Brahma Sutras (Shankaracharya)

by George Thibaut | 1890 | 203,611 words

English translation of the Brahma sutras (aka. Vedanta Sutras) with commentary by Shankaracharya (Shankara Bhashya): One of the three canonical texts of the Vedanta school of Hindu philosophy. The Brahma sutra is the exposition of the philosophy of the Upanishads. It is an attempt to systematise the various strands of the Upanishads which form the ...

4. And (the pradhāna cannot be meant) because there is no statement as to (the avyakta) being something to be cognised.

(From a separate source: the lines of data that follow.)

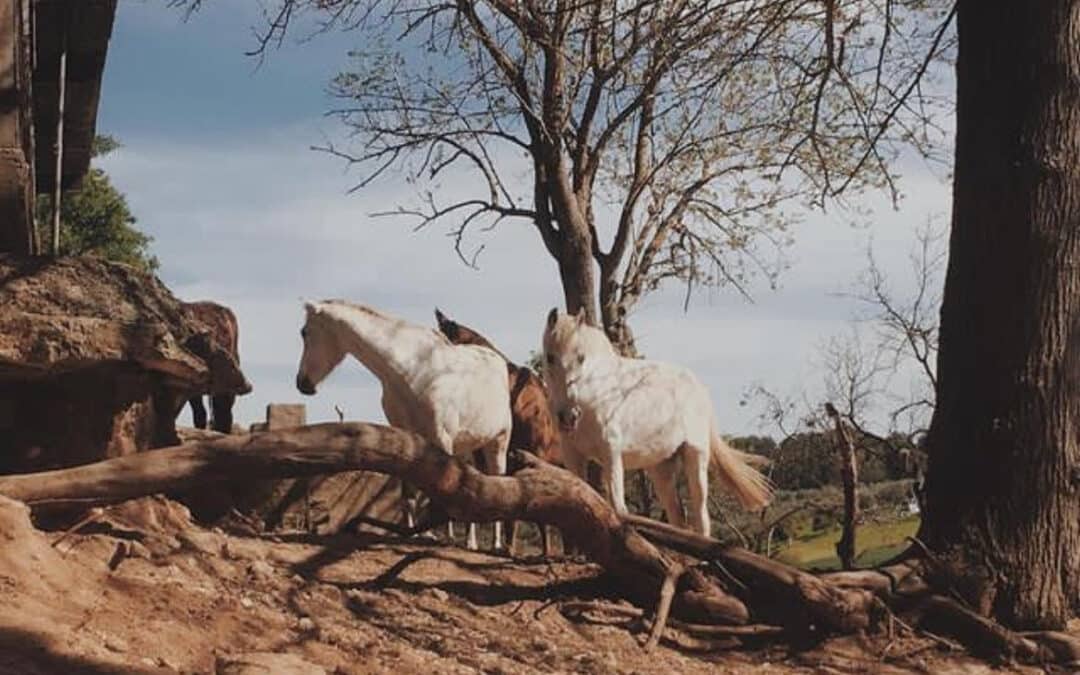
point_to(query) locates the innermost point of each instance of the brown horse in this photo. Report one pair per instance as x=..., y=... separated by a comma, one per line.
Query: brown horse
x=535, y=428
x=226, y=333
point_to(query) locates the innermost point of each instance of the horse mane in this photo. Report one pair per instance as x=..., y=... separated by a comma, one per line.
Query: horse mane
x=364, y=309
x=567, y=328
x=460, y=334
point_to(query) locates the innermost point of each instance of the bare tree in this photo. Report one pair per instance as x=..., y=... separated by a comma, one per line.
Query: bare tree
x=646, y=140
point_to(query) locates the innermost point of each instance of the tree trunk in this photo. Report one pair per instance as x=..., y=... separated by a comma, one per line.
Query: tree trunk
x=1004, y=448
x=576, y=272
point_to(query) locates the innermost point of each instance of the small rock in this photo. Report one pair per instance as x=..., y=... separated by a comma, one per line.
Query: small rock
x=541, y=645
x=260, y=569
x=440, y=594
x=115, y=644
x=261, y=663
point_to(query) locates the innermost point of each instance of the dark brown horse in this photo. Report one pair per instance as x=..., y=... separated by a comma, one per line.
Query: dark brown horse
x=535, y=428
x=226, y=333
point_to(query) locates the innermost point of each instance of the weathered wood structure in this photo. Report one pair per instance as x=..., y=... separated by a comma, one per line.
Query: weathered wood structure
x=36, y=38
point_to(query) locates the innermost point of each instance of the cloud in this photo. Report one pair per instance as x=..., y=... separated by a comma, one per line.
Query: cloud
x=261, y=224
x=216, y=166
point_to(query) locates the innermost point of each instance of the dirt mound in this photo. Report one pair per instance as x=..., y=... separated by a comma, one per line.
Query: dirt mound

The Sāṅkhyas, moreover, represent the pradhāna as something to be cognised in so far as they say that from the knowledge of the difference of the constitutive elements of the pradhāna and of the soul there results the desired isolation of the soul. For without a knowledge of the nature of those constitutive elements it is impossible to cognise the difference of the soul from them. And somewhere they teach that the pradhāna is to be cognised by him who wishes to attain special powers.--Now in the passage under discussion the avyakta is not mentioned as an object of knowledge; we there meet with the mere word avyakta, and there is no sentence intimating that the avyakta is to be known or meditated upon. And it is impossible to maintain that a knowledge of things which (knowledge) is not taught in the text is of any advantage to man.--For this reason also we maintain that the word avyakta cannot denote the pradhāna.--Our interpretation, on the other hand, is unobjectionable, since according to it the passage mentions the body (not as an object of knowledge, but merely) for the purpose of throwing light on the highest place of Viṣṇu, in continuation of the simile in which the body had been compared to a chariot.